The current implementation of Spamikaze has only a primitive way of avoiding false positives: querying one or more WhiteLists of known mail servers (eg. whitelist.surriel.com) and avoiding the listing of those IP addresses. Not only is it a lot of work to manually maintain such a whitelist, but such a whitelist is also bound to be incomplete and/or inaccurate.
Spamikaze's goal would be to only block those IP addresses that send out a lot of spam and little legitimate email; that way the users of Spamikaze powered DNSBLs would get little spam, while losing only very little legitimate email. There are various ideas on how to identify both spammy IP addresses (that should be blocked) and IP addresses that are the source of lots of legitimate email (and should not be blocked). Please add your idea to this list, so we can discuss them all and decide what to do:
Rik's idea
This method should be best for large sites, or DNSBLs that get a reasonable number of queries.

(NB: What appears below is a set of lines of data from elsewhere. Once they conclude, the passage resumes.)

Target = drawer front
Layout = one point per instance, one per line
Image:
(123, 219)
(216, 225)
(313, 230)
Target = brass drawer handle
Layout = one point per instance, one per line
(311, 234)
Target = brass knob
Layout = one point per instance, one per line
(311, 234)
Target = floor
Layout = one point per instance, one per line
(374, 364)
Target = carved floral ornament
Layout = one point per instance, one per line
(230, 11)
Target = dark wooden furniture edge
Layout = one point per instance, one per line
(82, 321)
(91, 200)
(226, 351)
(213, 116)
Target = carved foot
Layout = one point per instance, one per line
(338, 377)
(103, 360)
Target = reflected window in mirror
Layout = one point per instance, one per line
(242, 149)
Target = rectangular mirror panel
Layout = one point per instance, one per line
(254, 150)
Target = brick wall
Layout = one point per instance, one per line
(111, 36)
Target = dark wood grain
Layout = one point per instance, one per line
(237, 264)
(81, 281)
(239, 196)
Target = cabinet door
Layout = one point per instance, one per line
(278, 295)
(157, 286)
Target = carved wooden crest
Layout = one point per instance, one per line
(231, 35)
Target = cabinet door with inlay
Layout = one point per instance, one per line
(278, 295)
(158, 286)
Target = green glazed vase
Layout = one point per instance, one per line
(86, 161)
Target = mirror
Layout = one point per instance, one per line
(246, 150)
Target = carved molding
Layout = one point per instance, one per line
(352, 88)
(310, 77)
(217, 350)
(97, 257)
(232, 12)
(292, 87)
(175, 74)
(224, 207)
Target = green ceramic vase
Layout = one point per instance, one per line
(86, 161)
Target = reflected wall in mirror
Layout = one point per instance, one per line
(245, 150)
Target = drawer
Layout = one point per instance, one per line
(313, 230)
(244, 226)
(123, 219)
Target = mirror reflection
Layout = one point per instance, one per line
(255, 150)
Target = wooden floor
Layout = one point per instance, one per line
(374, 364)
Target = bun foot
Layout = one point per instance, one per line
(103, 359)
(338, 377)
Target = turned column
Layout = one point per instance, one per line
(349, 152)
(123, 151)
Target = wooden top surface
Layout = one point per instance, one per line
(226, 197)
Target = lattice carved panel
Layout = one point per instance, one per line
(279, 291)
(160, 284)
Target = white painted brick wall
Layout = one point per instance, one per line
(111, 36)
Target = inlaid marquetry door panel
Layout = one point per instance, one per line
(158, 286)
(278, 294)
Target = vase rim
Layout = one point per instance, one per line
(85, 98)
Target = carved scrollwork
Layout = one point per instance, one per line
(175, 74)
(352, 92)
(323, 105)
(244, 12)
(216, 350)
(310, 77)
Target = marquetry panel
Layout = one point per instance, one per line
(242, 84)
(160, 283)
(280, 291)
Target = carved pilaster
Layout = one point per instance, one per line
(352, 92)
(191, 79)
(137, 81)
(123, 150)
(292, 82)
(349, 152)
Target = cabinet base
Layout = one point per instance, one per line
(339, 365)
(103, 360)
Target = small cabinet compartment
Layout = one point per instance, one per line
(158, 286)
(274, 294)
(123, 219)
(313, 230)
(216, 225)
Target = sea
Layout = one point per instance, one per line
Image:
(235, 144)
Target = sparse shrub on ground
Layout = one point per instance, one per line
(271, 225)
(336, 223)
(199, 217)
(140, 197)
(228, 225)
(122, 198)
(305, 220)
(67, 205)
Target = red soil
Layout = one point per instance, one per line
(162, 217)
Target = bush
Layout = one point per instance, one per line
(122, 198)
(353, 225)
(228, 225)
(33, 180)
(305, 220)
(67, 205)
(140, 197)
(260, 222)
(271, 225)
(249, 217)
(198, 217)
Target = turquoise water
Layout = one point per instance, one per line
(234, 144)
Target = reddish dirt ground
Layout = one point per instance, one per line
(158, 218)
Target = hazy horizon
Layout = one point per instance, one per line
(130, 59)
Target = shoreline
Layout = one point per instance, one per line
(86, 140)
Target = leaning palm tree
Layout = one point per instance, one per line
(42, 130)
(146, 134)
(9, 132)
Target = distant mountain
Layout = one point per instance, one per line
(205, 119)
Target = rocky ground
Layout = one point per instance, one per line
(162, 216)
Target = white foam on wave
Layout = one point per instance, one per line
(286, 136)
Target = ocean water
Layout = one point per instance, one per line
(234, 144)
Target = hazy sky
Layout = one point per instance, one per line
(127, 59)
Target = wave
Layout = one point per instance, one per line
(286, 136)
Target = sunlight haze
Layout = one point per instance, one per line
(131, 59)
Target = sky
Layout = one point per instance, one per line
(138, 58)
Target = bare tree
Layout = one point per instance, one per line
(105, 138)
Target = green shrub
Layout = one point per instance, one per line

- For each IP address, measure:
- The number of spamtrap mails recently received.
- The total amount of email received (if we assume that the amount of DNSBL queries corresponds to the number of emails received from this IP by the DNSBL users, we can count the DNSBL queries about this IP address).
- For the database as a whole:
- Calculate the average ratio of (spamtrap mails / total emails) - "spamtrap ratio".
- Calculate the standard deviation.
- For each IP address in the database:
- Blocklist if the IP address has a spamtrap ratio higher than average + standard deviation.
- Auto-whitelist if the IP address has a spamtrap ratio lower than average - standard deviation.
enhancements
- If the ratio is near the average, follow the user's preferences:
- An aggressive list may still want to blocklist, if a spamtrap mail was received recently.
- A more cautious list may not want to block these IP addresses.
A third option would be to be cautious for IP addresses that are on one of the WhiteLists, and aggressive for other IP addresses.
- The score of an IP address can be modified depending on reverse DNS - missing or dynamic looking reverse DNS can get a host blocked faster than reverse DNS that looks like a mail server, etc...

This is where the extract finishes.